Comparison of carbonized and graphitized carbon fiber electrodes under flow-through electrode system (FES) for high-efficiency bacterial inactivation

Abstract The disinfection performance of a flow-through electrode system (FES) was systematically evaluated using different carbonized (C1, C2, and C3) and corresponding graphitized (G1, G2, and G3) carbon fiber felt (CFF) electrodes. The physicochemical and electrochemical properties were characterized to identify the differences among CFFs. Graphitized CFFs (gCFFs) can achieve complete inactivation of Escherichia coli (>6 log) at the voltage of 3 V and flux of 120–3600 L/(m2 h) for high conductivity and chemical stability, while carbonized CFFs (cCFFs) only achieved around 1 log removal with obvious carbon corrosion. For the gCFFs, G1 (>6 log removal) with higher conductivity, better graphite structure, and larger surface area (related to fiber diameter and density) presented better disinfection performance at the flow rate of 30 mL/min than G2 (∼3 log) and G3(∼1 log). Furthermore, no regrowth and reactivation of bacteria occurred during the storage under visible light illumination after FES treatment.

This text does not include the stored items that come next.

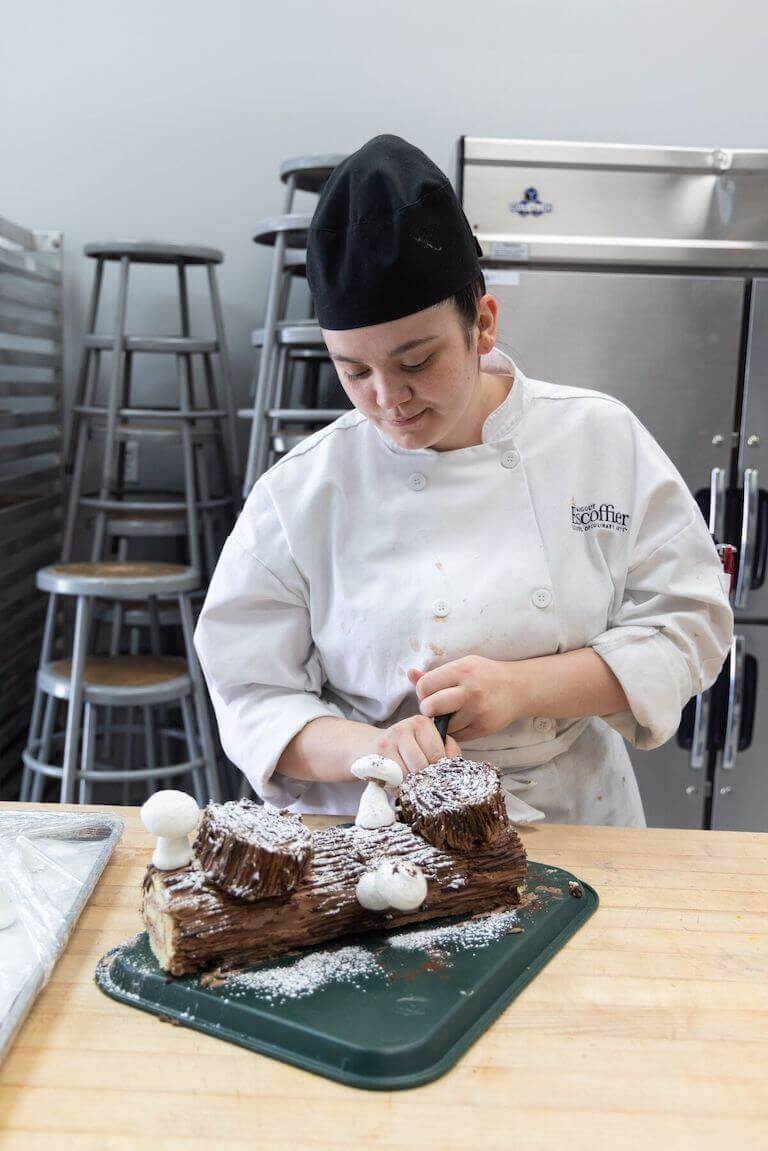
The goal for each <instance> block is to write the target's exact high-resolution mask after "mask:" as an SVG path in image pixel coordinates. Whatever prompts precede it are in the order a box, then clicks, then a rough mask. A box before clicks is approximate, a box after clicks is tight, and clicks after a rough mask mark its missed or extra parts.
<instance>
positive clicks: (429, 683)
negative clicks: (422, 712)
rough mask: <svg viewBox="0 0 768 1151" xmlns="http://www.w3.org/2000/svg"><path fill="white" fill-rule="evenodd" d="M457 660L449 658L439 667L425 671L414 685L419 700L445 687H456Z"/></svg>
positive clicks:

Three parallel FESs with G1 were operated continuously for one week (24 h per day, 7 days) treating the solution with an E. coli concentration ranging from 106 to 107 CFU/mL at the applied voltage of 3 V and the flow rate of 20 mL/min. No live bacteria were detected in the effluent of any of these three FES. In-situ sampling experiments demonstrated that the inactivation of bacteria on anode was the dominant mechanism for FES treatment, which can be attributed to the sequential adsorption, direct-oxidation and desorption process on anode, instead of indirect oxidation by generating chemical oxidants. In addition, hydroxide ion generated from cathode reaction enhanced anode adsorption and inactivation of bacteria by providing alkaline environment. Combining the analysis results of material properties and disinfection performance, the gCFF-based FES was suggested to be a low-cost, high-efficiency, and safe alternative for future water disinfection.